Precise Temperature Control and Fast Response: Compact High-Efficiency Cooling Solutions Unlock Device Performance
At the beginning of 2026, CES clearly revealed two major trends in AI terminal devices: a significant increase in on-device AI computing power and the diversified implementation of Physical AI (embodied intelligence) devices. Whether it is the new-generation mobile platforms launched by chip manufacturers such as Qualcomm and MediaTek, or the AR glasses, smart vehicles, and robots showcased by numerous brands, all of them have placed higher demands on thermal management technology.
These trends all point to one core requirement: cooling systems must become more efficient, more compact, and smarter.
Without excellent thermal management, even the most powerful chips cannot sustain their performance over time.
The microfluidic cooling system launched by BESTAR is precisely an innovative solution designed to address this industry challenge. The system offers two active cooling solutions, liquid cooling and air cooling, both of which are based on piezoelectric ceramic technology (PZT).
The core of the microfluidic liquid cooling active thermal management system is a highly efficient closed-loop circulation driven by a PZT micropump. The system utilizes the inverse piezoelectric effect of piezoelectric ceramic sheets (PZT), generating precise vibrations under alternating current, which drives the coordinated operation of the pump chamber and valves, allowing the working fluid to be periodically drawn in and expelled. The fluid then continuously circulates through microchannels formed by bonding, efficiently transferring heat generated by the heat source to the cooling region, and achieving uniform heat dissipation through the liquid cooling film. Ultimately, this enables precise temperature control, rapid cooling, and surface temperature uniformity.
Thermal imaging tests show that the system can reduce the temperature of the heat source by approximately 10°C within 2 seconds, achieve a cumulative temperature drop of around 16°C within 20 seconds, and control the surface temperature difference within a range of 1.5°C.
The air cooling solution, on the other hand, utilizes the inverse piezoelectric effect generated by piezoelectric ceramic sheets under high-frequency alternating current, driving metal blades to vibrate at high frequency (≥20,000 times per second). This process does not require a traditional motor and therefore features low noise and no electromagnetic interference. The vibration of the blades generates strong air pressure fluctuations, efficiently drawing in cool air and forming a high-speed directional air jet, which precisely impacts the chip heat source and achieves forced convection cooling within a centimeter-scale range.
Transforming these sophisticated principles into practical and highly efficient cooling devices is by no means easy. It requires a deep understanding of the response characteristics of piezoelectric materials, precise control of vibration modes, and the collaborative optimization of structural design, along with excellent system integration capabilities.
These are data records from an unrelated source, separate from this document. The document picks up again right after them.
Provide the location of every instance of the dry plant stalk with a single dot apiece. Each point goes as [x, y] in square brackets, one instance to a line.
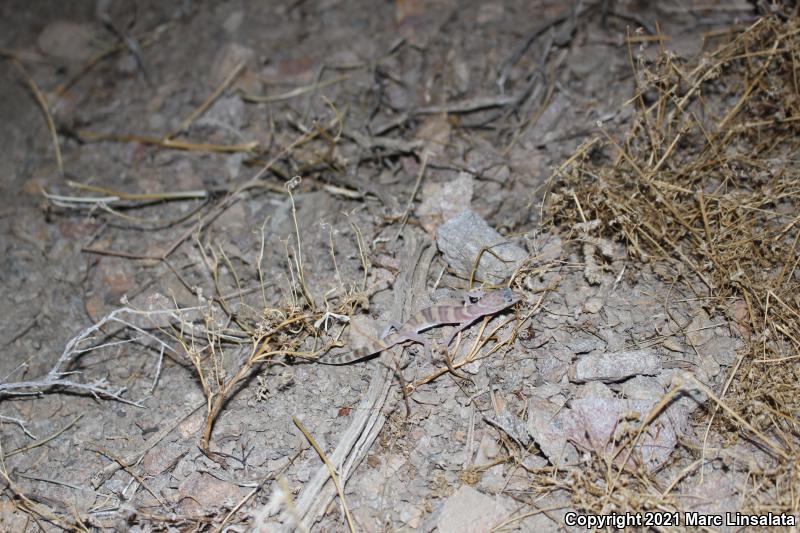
[705, 183]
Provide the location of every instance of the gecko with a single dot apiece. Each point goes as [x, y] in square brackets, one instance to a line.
[430, 317]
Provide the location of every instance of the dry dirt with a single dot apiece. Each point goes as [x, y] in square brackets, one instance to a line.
[167, 279]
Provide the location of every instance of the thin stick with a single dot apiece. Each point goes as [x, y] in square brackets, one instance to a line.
[331, 469]
[42, 101]
[202, 108]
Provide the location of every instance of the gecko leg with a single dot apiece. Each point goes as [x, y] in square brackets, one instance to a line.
[456, 330]
[393, 325]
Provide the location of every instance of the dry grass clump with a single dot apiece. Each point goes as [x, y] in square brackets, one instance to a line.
[705, 184]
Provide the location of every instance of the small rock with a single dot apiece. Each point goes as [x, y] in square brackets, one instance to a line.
[597, 423]
[233, 22]
[469, 511]
[162, 458]
[545, 427]
[464, 237]
[613, 367]
[443, 201]
[200, 492]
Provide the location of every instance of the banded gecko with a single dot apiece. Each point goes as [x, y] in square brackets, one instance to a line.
[430, 317]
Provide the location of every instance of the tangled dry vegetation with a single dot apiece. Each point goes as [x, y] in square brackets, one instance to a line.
[704, 187]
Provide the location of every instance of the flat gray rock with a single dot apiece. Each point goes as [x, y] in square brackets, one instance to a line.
[462, 238]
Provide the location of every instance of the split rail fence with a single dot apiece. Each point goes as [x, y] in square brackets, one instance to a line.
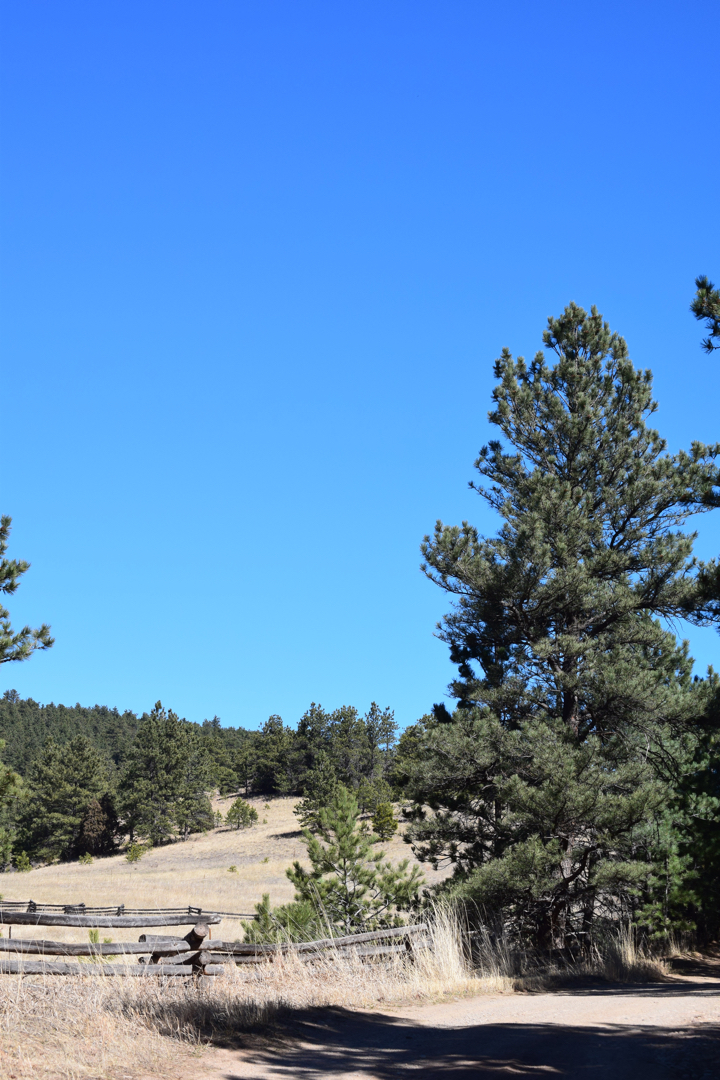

At present, BESTAR’s microfluidic cooling technology has been successfully applied in multiple fields, including consumer electronics, power banks, smart vehicles, and wearable health devices, demonstrating mature cross-industry solution capabilities.
This technology provides efficient thermal management for leading smartphones, tablets, and wireless routers to address the heat challenges of high-performance chips. It also offers dedicated cooling solutions for high-power power banks, ensuring the stability and safety of fast charging. In the field of in-vehicle wireless charging, it has been applied to develop an intelligent thermal management solution for a leading automotive brand, effectively controlling temperature rise during the wireless charging process and ensuring charging efficiency as well as device safety. In addition, the application of this technology has expanded into the wearable health monitoring field, where it has successfully supported the air pump project of a well-known smartwatch manufacturer for precision health functions such as non-invasive blood pressure monitoring.
All of these cooperation cases demonstrate that BESTAR’s microfluidic cooling technology, with its high back pressure, high flow rate, ultra-thin size, and active temperature control capability, is gradually gaining recognition and being put into practice in consumer electronics, automotive electronics, smart wearables, and other fields.
In summary, on the path toward extreme computing power in smart devices, thermal management technology has evolved from a supporting component into a core factor that determines the upper performance limit of devices. With its features of miniaturization, precise temperature control, and high efficiency, BESTAR’s microfluidic cooling system shows broad application prospects across many fields.